好心幫他,他卻直截了當甚至沒有委婉就拒絕,可是只有他自己心裡清楚,事情遠遠沒有表面這麼簡單。
魏子豪按照背地裡早已熟稔到三番五次銘記於心的句子,脫口說出,「我真的只是一心一意想要幫你和葉然,截然不同的人生觀念,當兩個人互相不理解,甚至到無法溝通,生活只會越來越糟糕,那樣你們的身心會疲憊也會很累的。」
他說的話輕飄飄,仿佛無關緊要,寥寥幾句便道出他們的現狀,可是他的人生呢?難道就只有幾句話就全盤否定皆輸?
白朗攥緊拳頭,指尖觸碰時冰涼的刺骨,像在冰窖里浸泡很久般,他面無表情,雙目空洞,灰色斜眸像一望無盡深不見底的冰淵,好像連呼吸都很困難,魏子豪被他的莫不在乎和隨你怎麼樣徒然感到擔憂,難道今天的任務完不成了?那獎金提成升職怎麼辦?
氣氛一度碾壓的他窒息,他接著開口道「換病房真的是為你好。

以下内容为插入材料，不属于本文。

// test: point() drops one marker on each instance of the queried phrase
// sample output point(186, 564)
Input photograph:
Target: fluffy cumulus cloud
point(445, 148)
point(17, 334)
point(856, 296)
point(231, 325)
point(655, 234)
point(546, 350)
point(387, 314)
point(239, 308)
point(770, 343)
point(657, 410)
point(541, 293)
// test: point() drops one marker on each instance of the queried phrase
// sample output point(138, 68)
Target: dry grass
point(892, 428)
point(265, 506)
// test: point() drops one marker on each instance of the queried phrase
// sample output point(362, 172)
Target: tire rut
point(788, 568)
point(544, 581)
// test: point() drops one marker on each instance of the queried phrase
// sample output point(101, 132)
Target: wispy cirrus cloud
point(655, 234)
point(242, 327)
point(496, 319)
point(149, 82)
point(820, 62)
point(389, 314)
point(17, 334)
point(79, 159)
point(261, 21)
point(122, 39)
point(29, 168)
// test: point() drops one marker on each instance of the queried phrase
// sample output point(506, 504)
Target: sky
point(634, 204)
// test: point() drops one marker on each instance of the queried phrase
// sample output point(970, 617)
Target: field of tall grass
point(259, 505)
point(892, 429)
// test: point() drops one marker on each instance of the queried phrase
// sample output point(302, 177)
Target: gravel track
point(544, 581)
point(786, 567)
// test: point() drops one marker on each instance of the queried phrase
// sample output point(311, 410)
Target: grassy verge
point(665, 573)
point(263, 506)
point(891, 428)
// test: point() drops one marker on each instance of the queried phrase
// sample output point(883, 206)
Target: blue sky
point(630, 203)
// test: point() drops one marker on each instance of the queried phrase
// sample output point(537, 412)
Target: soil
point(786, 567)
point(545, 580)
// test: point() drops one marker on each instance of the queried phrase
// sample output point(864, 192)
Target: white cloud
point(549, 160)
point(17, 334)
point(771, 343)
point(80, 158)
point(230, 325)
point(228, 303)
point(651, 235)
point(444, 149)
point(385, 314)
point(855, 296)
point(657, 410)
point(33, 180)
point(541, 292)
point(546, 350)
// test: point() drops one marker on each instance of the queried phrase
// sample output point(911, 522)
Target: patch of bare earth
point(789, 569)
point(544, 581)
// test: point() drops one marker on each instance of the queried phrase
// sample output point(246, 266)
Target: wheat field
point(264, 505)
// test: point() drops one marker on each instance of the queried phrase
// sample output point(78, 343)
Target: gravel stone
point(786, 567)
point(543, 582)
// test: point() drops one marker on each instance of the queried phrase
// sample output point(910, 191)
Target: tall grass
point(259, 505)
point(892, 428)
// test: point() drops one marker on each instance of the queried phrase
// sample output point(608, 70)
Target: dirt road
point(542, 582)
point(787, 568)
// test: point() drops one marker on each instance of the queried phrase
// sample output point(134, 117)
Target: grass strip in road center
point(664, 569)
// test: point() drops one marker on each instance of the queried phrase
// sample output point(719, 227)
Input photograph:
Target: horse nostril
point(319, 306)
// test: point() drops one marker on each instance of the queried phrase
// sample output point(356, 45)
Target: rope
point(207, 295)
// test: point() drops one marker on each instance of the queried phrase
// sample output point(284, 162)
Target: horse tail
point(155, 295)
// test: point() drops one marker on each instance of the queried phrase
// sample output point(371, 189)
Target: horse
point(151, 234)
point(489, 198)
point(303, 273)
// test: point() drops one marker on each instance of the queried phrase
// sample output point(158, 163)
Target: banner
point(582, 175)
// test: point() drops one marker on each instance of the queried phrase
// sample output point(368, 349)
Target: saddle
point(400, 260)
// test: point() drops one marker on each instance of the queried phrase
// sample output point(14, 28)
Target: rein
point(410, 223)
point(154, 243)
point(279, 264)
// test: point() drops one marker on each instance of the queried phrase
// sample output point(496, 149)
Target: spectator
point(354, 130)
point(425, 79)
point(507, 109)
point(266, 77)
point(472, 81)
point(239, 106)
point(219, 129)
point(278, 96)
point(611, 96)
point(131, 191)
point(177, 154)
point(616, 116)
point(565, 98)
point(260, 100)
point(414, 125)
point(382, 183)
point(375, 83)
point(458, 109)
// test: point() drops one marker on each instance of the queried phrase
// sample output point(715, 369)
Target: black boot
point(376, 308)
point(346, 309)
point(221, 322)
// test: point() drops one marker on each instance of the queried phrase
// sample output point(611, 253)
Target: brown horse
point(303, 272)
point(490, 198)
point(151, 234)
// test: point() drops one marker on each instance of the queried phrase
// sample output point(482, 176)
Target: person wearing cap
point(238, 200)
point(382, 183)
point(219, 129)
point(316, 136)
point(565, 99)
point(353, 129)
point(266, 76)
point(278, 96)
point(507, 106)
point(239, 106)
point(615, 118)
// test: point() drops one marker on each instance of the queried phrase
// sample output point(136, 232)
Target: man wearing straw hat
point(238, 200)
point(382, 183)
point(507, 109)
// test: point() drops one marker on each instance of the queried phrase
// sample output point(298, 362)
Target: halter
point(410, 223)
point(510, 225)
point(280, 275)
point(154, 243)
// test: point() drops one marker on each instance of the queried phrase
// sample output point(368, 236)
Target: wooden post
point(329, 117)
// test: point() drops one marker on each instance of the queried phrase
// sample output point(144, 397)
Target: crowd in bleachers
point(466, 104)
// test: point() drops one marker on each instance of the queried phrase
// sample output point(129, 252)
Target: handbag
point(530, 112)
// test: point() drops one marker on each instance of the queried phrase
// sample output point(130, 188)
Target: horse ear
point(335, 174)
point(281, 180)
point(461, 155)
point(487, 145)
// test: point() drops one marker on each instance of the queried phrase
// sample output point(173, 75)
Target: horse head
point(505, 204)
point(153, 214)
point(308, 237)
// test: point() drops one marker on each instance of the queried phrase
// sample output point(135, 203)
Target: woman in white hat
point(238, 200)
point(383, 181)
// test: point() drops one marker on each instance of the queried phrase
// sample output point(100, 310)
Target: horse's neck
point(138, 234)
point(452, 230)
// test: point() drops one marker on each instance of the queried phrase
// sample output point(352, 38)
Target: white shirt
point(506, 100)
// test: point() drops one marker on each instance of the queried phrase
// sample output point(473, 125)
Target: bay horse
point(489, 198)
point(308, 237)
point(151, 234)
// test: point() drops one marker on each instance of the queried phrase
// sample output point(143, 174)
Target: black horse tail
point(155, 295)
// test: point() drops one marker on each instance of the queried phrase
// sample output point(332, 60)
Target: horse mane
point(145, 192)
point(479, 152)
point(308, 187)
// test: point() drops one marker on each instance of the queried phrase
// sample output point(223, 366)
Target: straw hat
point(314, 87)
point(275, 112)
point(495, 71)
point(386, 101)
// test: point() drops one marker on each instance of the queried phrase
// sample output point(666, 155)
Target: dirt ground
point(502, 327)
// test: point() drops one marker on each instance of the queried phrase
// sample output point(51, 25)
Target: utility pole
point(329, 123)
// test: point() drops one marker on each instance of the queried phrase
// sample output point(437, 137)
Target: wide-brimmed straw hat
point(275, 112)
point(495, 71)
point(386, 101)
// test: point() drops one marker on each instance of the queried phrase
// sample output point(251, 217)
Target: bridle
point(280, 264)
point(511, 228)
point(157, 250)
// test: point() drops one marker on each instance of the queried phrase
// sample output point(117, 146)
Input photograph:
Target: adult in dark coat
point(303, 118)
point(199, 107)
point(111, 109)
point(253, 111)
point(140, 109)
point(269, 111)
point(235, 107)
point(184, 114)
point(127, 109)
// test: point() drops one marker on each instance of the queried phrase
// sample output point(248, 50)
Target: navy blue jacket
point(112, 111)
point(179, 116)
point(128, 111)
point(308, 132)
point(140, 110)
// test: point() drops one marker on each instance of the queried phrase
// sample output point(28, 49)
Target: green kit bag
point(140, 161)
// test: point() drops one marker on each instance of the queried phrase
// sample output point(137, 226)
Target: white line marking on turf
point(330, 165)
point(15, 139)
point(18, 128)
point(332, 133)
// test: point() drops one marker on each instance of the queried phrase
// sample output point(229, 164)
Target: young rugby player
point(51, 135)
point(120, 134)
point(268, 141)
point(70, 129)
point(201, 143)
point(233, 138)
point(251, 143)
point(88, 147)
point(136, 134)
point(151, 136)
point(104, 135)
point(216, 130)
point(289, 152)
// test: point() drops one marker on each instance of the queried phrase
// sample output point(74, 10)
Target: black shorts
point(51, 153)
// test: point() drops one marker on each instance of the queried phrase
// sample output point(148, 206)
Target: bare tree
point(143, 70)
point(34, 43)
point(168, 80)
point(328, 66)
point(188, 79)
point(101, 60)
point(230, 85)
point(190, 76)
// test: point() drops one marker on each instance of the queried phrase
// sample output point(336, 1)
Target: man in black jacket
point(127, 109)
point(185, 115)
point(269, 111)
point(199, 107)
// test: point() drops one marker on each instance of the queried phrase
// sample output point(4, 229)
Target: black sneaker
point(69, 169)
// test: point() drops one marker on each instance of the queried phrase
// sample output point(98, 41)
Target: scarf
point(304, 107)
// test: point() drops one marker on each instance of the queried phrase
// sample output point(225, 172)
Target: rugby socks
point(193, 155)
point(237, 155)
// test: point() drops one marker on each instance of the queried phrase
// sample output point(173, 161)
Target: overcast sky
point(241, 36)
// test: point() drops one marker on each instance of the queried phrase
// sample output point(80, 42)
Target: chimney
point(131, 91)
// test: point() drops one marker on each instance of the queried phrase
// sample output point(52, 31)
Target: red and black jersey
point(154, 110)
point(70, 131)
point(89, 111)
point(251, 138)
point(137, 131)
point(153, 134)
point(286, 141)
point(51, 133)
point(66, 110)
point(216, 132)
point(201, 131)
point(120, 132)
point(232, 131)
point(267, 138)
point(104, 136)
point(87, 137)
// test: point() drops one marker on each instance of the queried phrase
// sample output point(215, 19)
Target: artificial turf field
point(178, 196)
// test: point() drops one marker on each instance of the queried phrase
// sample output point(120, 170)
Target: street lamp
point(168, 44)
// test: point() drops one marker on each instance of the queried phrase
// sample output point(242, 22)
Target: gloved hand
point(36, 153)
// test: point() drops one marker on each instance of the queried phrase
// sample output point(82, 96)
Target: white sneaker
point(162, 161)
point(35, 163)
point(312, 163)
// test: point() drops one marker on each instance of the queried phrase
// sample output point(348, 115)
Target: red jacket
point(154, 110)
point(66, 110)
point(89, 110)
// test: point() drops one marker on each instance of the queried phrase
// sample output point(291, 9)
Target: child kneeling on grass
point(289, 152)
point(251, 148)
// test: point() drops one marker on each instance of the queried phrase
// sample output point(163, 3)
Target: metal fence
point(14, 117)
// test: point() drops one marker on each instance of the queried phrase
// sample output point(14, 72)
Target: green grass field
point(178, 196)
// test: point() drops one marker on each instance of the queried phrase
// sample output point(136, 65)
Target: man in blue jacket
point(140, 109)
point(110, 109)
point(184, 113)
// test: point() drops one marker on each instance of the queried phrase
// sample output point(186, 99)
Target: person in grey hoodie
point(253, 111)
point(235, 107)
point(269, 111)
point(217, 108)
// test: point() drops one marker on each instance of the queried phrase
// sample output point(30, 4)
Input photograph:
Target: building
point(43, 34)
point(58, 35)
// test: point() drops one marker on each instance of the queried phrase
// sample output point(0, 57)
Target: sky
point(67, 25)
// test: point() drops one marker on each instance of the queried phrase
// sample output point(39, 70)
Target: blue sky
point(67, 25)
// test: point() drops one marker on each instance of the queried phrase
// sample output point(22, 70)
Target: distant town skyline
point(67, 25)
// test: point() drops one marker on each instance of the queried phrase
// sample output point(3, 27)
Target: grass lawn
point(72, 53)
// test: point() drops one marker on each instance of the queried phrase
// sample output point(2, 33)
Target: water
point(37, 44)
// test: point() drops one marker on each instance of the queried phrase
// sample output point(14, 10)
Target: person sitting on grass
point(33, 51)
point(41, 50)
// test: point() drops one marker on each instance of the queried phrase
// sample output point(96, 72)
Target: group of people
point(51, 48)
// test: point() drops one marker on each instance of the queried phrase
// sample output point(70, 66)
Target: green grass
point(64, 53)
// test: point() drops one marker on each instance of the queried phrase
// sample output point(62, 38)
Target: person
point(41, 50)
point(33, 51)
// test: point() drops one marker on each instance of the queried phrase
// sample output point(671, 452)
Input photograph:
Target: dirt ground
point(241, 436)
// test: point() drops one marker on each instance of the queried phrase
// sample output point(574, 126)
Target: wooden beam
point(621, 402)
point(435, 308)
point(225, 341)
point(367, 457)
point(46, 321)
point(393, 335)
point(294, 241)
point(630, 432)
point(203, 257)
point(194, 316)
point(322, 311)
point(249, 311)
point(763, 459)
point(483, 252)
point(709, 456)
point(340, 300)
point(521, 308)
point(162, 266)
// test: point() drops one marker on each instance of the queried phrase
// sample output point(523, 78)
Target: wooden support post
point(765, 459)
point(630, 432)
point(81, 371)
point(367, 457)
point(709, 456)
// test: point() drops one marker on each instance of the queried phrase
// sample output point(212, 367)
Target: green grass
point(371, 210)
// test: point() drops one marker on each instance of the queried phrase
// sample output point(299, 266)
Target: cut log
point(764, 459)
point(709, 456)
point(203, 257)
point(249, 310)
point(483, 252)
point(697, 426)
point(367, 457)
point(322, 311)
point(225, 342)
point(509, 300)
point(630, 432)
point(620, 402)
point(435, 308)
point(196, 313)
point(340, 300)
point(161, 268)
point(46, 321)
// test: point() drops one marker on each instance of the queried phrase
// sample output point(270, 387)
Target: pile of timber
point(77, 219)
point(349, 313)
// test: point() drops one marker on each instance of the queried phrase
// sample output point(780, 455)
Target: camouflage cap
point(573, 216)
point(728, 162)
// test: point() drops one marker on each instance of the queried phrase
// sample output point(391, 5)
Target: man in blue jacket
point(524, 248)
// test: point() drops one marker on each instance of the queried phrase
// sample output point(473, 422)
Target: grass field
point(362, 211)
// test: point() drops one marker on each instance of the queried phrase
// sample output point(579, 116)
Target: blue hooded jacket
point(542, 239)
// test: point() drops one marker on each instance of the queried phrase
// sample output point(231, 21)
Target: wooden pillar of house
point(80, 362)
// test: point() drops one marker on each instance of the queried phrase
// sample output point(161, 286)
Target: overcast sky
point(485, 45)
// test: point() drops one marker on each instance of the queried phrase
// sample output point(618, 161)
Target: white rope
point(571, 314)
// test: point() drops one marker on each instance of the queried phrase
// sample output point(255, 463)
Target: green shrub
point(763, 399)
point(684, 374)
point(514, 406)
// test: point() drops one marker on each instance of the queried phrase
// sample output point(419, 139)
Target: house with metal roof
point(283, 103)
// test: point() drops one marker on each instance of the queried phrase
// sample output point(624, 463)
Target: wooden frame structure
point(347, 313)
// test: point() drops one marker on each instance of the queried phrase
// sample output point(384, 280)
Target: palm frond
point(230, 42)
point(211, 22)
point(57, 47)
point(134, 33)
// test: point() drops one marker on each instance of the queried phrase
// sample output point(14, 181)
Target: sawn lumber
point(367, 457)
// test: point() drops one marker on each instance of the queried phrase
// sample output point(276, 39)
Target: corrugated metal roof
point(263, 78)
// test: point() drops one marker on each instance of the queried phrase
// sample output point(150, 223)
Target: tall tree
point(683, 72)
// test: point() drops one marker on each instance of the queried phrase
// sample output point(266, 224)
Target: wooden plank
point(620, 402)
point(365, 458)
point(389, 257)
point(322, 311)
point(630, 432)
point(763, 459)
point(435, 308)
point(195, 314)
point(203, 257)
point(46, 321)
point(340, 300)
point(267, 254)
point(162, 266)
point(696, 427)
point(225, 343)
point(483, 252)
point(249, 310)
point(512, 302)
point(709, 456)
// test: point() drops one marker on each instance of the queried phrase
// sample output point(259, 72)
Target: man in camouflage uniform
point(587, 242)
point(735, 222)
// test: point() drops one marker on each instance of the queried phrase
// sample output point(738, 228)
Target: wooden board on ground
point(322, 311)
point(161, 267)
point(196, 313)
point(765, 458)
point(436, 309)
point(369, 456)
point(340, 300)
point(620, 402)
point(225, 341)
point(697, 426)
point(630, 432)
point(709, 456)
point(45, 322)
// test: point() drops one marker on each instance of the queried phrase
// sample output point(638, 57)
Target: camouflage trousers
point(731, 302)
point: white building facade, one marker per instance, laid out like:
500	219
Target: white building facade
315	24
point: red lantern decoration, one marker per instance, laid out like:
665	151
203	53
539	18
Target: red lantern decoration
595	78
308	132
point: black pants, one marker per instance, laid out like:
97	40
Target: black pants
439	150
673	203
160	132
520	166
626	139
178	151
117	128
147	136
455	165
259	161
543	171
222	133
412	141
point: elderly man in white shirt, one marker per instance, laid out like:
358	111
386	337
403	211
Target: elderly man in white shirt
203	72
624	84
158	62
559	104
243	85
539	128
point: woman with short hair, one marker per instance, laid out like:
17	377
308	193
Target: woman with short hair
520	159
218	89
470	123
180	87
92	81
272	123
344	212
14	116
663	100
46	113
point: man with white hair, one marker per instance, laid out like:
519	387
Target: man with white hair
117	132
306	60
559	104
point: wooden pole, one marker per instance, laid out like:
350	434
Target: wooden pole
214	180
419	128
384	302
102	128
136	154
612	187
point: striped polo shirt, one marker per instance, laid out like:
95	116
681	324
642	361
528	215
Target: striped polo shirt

」只有傻子才會如此執拗的固持己見。
窗外雷雨交加,電閃雷鳴,傾城之雨紛擾在他心裡慌亂的如一團亂糟糟的麻線,白朗時刻警醒著自己紛亂的心,平靜的眸子沒有心悸後的波瀾,若是答應,那便是某種意義上的妥協。他緩緩挪了下身子,拉開病床旁邊的抽屜,從一條很細小的縫隙中抽出一把明晃晃閃耀著銀光的水果刀,那是葉然給他切水果時忘記帶走的,她一直沒來取,便原封不動的躺在那裡,白朗大概這輩子也沒想過,他會如此淡然的把它取出來波動在指尖,動作細膩輕盈到像彈奏一首曲子。
魏子豪看著白朗稀碎的眸子仿佛看破紅塵般拿著鋒芒四射的水果刀從指尖繚繞到手腕,面容大驚失措,他哪裡想過言語的譏諷會有如此大的力量,忙脊背一彎,長腿一邁,疾風般衝到他面前,奪去那鋒利尖銳的刀子。